Pedro Magalhães, Luísa Andrade, Olga C. Nunes and Adélio Mendes


TiO2 semiconductor is being investigated and used for different applications such as energy production, photoinactivation, photoabatement, self-cleaning and water desalination. TiO2 has, however, a large band gap, ca. 3.2 eV, which limits its absorption to UV light range that accounts only for ca. 5% of the solar spectrum energy. Therefore, strategies for reducing its band gap aiming to enhance visible light harvesting and making TiO2 usable for indoors applications are being studied; this reduction is mainly achieved by doping and decoration. More recently, TiO2/graphene composite proved to be an interesting material for photocatalytic purposes, presenting enhanced energy harvesting properties and an improved photocatalytic activity. Furthermore, the micro size of the composite graphene platelets allows its use without the potential health hazards associated to TiO2 nanoparticles. TiO2 may contribute to prevent nosocomial infections because, similarly to the phagocytic cells of the human immune system, it uses the cytotoxic effects of Reactive Oxygen Species (ROS) to inactivate microorganisms.

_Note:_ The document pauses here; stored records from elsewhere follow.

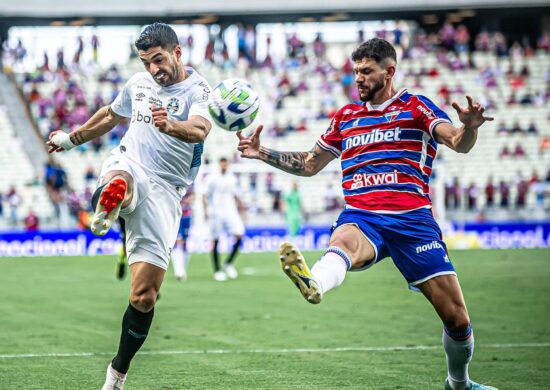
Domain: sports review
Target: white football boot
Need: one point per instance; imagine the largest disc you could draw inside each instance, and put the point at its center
(113, 381)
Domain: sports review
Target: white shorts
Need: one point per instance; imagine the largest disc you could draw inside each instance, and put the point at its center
(153, 216)
(231, 223)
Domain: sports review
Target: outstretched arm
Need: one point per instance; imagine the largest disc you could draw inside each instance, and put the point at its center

These ROS are known to be highly reactive with biological molecules and thus they are effective for the inactivation of various types of microorganisms. The photocatalysis fundamentals and the preparation of more efficient TiO2 photocatalysts suitable for indoor applications are reviewed aiming their application for the photoinactivation of microorganisms. Additionally, a comparison of the effectiveness of photoinactivation with traditionally used disinfection methods is also made. Finally, gaps in the knowledge on the long-term effect of the utilization of TiO2 based materials are identified.